CRITICAL: Spinal meninges are tough membranes that can cause strangulation injury to the spinal cord. To prevent strangulation, tear the meninges at the cervical end and peel off longitudinally as shown in Methods video S1. If the spinal cord is strangulated while peeling spinal meninges off, the meninges at the area of strangulation must be eased off with fine forceps.

Figure 2.

Dissection of mouse spinal cord

(A) A schematic illustration of transcardial perfusion.

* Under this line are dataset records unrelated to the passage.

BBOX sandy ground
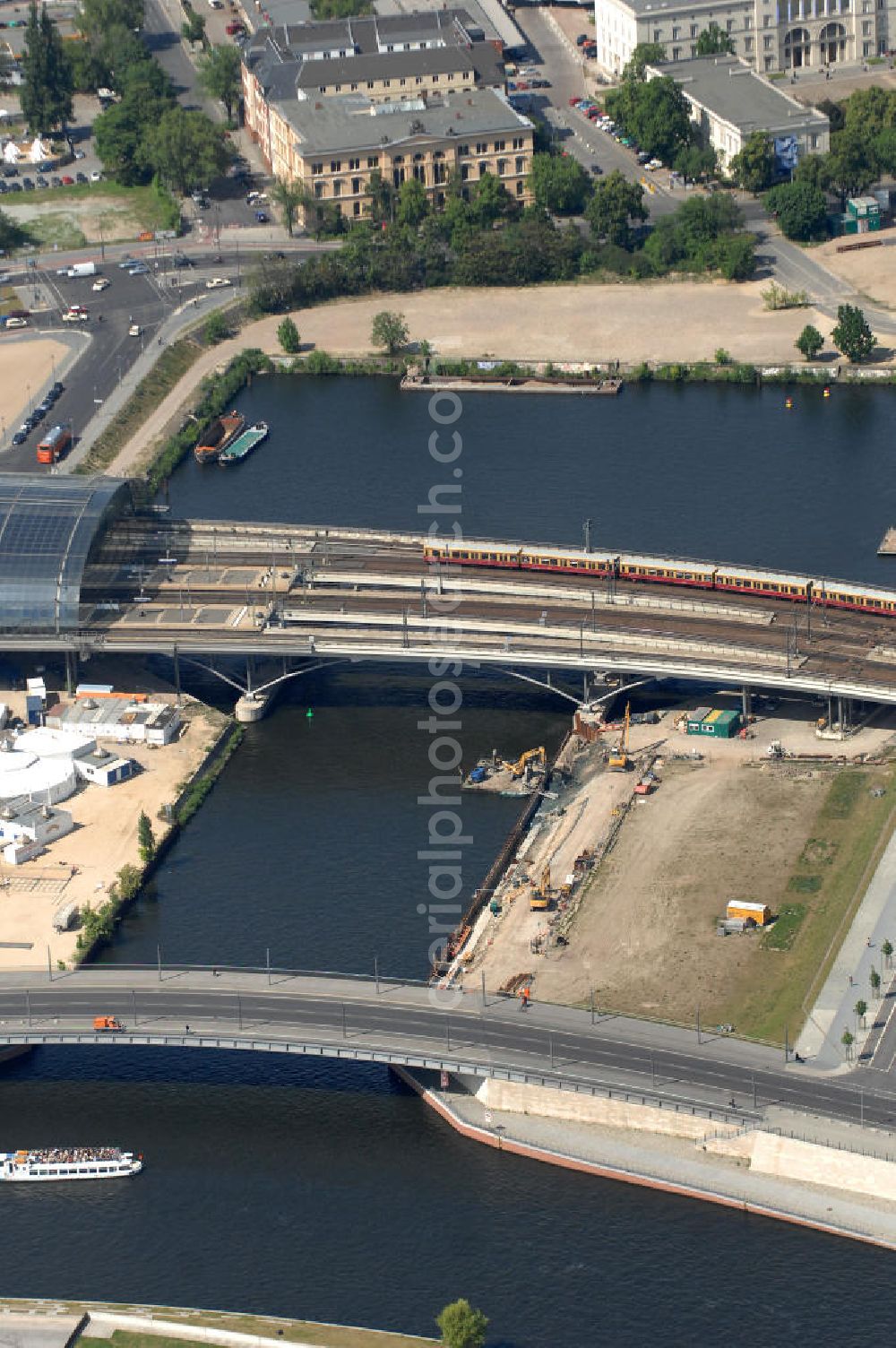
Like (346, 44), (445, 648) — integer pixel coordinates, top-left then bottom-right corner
(471, 704), (894, 1019)
(0, 329), (69, 446)
(108, 281), (846, 474)
(0, 685), (228, 969)
(810, 238), (896, 311)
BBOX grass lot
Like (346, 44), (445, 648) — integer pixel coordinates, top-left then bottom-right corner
(721, 765), (896, 1043)
(75, 337), (203, 473)
(82, 1316), (435, 1348)
(3, 182), (179, 248)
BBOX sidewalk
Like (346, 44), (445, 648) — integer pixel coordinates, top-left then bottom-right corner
(797, 798), (896, 1072)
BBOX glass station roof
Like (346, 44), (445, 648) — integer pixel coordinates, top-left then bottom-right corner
(0, 473), (131, 632)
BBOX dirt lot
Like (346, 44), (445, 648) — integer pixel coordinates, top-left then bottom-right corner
(811, 237), (896, 312)
(473, 705), (896, 1037)
(0, 693), (228, 968)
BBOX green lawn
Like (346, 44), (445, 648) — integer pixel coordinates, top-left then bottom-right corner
(82, 1314), (436, 1348)
(719, 765), (896, 1043)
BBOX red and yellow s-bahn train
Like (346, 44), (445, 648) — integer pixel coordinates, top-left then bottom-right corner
(423, 538), (896, 616)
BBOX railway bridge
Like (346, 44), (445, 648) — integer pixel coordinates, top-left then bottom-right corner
(0, 474), (896, 722)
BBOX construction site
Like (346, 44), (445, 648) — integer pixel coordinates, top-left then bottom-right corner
(450, 695), (896, 1042)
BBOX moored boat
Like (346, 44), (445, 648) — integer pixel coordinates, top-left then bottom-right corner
(194, 412), (246, 463)
(219, 422), (268, 463)
(0, 1147), (142, 1184)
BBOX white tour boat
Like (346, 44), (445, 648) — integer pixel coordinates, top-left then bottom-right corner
(0, 1147), (142, 1184)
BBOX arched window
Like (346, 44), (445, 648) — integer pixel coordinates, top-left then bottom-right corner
(818, 23), (846, 65)
(784, 29), (811, 70)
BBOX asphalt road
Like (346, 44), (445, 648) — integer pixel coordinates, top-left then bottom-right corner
(0, 971), (896, 1128)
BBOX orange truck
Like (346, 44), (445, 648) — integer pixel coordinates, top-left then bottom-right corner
(38, 426), (72, 463)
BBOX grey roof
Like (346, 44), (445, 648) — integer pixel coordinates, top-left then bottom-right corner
(0, 473), (131, 632)
(647, 56), (827, 131)
(297, 48), (476, 89)
(280, 89), (530, 155)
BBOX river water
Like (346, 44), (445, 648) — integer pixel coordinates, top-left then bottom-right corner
(0, 379), (896, 1348)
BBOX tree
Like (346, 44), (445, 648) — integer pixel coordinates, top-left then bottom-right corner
(137, 810), (155, 866)
(827, 126), (878, 203)
(765, 182), (827, 240)
(278, 316), (302, 356)
(395, 178), (430, 229)
(696, 23), (735, 56)
(730, 131), (775, 195)
(21, 0), (74, 136)
(435, 1297), (487, 1348)
(202, 308), (230, 347)
(530, 155), (591, 216)
(366, 168), (396, 225)
(266, 177), (306, 238)
(142, 105), (229, 195)
(585, 168), (647, 249)
(198, 43), (243, 121)
(371, 308), (409, 356)
(623, 42), (666, 80)
(181, 10), (204, 50)
(794, 324), (824, 360)
(831, 305), (875, 361)
(607, 75), (694, 163)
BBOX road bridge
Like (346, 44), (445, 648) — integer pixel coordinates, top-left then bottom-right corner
(0, 965), (896, 1128)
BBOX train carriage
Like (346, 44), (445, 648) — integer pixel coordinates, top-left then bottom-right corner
(715, 566), (810, 604)
(813, 580), (896, 618)
(618, 553), (715, 589)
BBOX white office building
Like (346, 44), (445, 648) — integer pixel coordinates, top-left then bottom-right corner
(594, 0), (896, 75)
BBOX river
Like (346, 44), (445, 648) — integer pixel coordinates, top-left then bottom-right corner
(6, 379), (896, 1348)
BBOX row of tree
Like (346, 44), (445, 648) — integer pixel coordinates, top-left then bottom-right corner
(251, 165), (754, 311)
(22, 0), (240, 193)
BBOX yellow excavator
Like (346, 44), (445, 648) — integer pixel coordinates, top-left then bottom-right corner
(501, 744), (545, 776)
(607, 703), (632, 773)
(530, 866), (551, 912)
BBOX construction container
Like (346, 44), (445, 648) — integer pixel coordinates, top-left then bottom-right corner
(846, 197), (880, 220)
(687, 706), (741, 740)
(725, 899), (772, 926)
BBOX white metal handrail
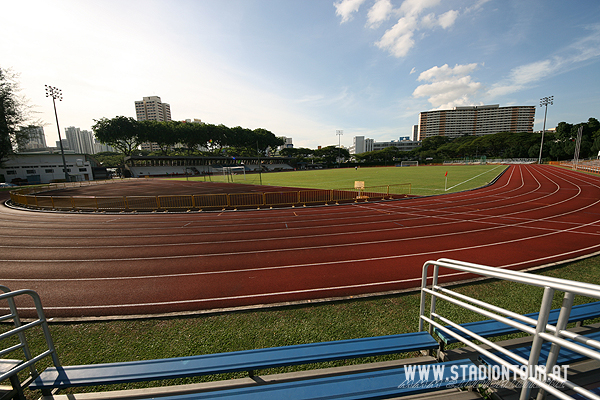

(B) Laminectomy is performed by gently cutting laminae at 3 and 9o’clock directions from cervical to lumbar level.

(C) Oblique cutting of the lumbar vertebra (and the spinal cord).

(D) A schematic illustration demonstrating the level of oblique cutting.

(E) Gentle cutting of spinal nerve roots on both sides and removing the spinal cord from spinal canal.

Making acute spinal cord slices with a vibratome (for patch-clamp experiments)

Timing: 60 min

This step prepares acute spinal cord slices for patch-clamp recording. To reliably obtain slices of constant thickness from this fragile tissue, attach the spinal cord to an agarose block.

• 6.Prior to this step, the lattice-shaped storage chamber should be filled with storage solutions and the VibroCheck should be performed, as described in “before you begin” section.
• 7.Place trimmed spinal cord submerged in ice-cold modified ACSF (from step 3 of “before you begin” section) in a dry Petri dish. Make sure the spinal cord lies straight and remove excess water from the surface with filter paper.

CRITICAL: Use the tip of paper towel or filter paper so that the papers may not adhere to the spinal cord. Removing excess water from the surface is an important step to ensure that glue attaches the spinal cord tightly to the agarose block.

• 8.Apply glue on the concave edge of the agarose block (Figure 3A), and gently place the spinal cord on the glued edge of the block (Figure 3B). During this step, grab both ends of the spinal cord with fine forceps. Wait 5 min after placing the spinal cord on the agarose block (Figure 3B).

CRITICAL: Proper amount of glue is another key point. Excessive amount of glue not only requires more time to dry but also produces sticky ends, which makes it difficult to slice with a vibratome. Insufficient amount of glue will lead to detachment of the spinal cord from the agarose block.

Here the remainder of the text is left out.